Chairman Nellon Bowry said in a recent meeting with senators it appeared to him they were leaning to a stopgap measure that would delay bankruptcy with a one-time infusion of money. He said he understood the Senators’ leanings because an infusion of cash just to delay bankruptcy would be a smaller number than a comprehensive approach. However, he urged his board members to take every opportunity to advocate for a comprehensive solution.
The board took action that appeared to indicate the belief the pension system would not go into bankruptcy soon. The board amended a previous resolution that allowed for the pension system to sell assets as needed. The amendment said the system would not be allowed to sell its real property such as the buildings where its offices are located or the Casino Control Commission building or Havensight Mall.
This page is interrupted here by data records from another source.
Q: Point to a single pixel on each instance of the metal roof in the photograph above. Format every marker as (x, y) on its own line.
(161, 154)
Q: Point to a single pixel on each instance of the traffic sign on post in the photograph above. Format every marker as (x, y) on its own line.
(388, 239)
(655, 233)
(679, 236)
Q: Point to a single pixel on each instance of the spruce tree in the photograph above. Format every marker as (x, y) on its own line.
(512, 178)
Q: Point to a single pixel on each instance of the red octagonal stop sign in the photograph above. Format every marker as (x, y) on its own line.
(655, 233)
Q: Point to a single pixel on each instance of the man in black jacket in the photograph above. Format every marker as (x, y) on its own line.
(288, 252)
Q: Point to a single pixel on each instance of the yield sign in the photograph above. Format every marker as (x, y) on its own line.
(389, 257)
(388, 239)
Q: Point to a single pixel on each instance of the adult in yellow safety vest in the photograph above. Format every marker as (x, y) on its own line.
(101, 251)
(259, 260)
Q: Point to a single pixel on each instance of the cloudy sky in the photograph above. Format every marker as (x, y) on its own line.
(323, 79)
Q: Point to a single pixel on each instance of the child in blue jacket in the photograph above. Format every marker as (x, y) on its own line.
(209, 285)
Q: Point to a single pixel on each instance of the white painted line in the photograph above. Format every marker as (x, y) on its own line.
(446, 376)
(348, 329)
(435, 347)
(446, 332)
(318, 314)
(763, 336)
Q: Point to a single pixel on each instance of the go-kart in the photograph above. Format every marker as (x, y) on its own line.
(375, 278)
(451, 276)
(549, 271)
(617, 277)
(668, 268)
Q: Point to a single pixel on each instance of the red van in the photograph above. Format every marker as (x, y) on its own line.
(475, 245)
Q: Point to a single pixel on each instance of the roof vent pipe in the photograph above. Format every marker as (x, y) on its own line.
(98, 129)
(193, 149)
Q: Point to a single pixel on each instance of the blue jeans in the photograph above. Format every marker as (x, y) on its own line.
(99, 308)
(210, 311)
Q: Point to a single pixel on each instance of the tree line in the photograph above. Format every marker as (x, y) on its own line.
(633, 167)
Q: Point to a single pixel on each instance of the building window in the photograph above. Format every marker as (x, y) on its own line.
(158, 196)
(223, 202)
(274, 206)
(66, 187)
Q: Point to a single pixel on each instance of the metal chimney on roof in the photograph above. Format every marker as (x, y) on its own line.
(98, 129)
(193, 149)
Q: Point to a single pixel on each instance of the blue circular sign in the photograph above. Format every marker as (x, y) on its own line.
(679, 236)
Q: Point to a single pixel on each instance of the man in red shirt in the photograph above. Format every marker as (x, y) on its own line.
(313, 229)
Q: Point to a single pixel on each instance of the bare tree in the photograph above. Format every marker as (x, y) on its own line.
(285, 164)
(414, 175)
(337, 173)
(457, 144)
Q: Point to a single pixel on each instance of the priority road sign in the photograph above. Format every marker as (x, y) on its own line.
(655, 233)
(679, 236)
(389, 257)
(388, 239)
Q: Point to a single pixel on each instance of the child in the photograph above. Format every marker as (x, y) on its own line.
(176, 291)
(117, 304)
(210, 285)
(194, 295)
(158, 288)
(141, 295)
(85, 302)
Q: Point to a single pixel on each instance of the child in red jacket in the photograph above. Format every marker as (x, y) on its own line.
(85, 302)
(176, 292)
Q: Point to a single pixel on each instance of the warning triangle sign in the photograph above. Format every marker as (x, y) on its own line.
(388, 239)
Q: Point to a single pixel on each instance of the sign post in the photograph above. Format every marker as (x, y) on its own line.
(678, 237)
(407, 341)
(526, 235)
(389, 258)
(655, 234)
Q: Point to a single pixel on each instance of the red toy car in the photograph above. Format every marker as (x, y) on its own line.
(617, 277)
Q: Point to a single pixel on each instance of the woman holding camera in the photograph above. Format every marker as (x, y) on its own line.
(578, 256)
Bowry said the original resolution was intended to keep the board from being forced to sell its assets during bankruptcy proceedings. He said properties sold during bankruptcy proceedings might only get “yard sale” prices.
Board members at its September monthly meeting also discussed the Water and Power Authority is behind nine pay periods on its contributions to GERS. Administrator Austin Nibbs told the board WAPA presently owes GERS $3.1 million.
St. Thomas board member Andre Dorsey said, “They have the money.” He said GERS should take immediate legal action against WAPA to get what is owed. The board passed a motion to take legal action if the debt is not resolved in 60 days.
Dorsey also tried to get GERS more money by having GERS leases of its property to others contain the requirement that lessees pay utilities in advance. GERS lessees presently owe GERS over $42,000 for utility bills. Dorsey moved that policy be that leases would deposit a certain amount of money at GERS from which GERS would draw payments for the utilities. The motion failed.
Nibbs reported the number of retirees added to payroll from Oct. 1, 2020, to Sept. 15, 2021, was 301. The number of retirees deleted from payroll during the same period was 318.
He said the number of retirees as of Sept. 15 was 8,682. The gross retiree payroll for the Sept. 15 pension period was, according to Nibbs, $10,813,654.58.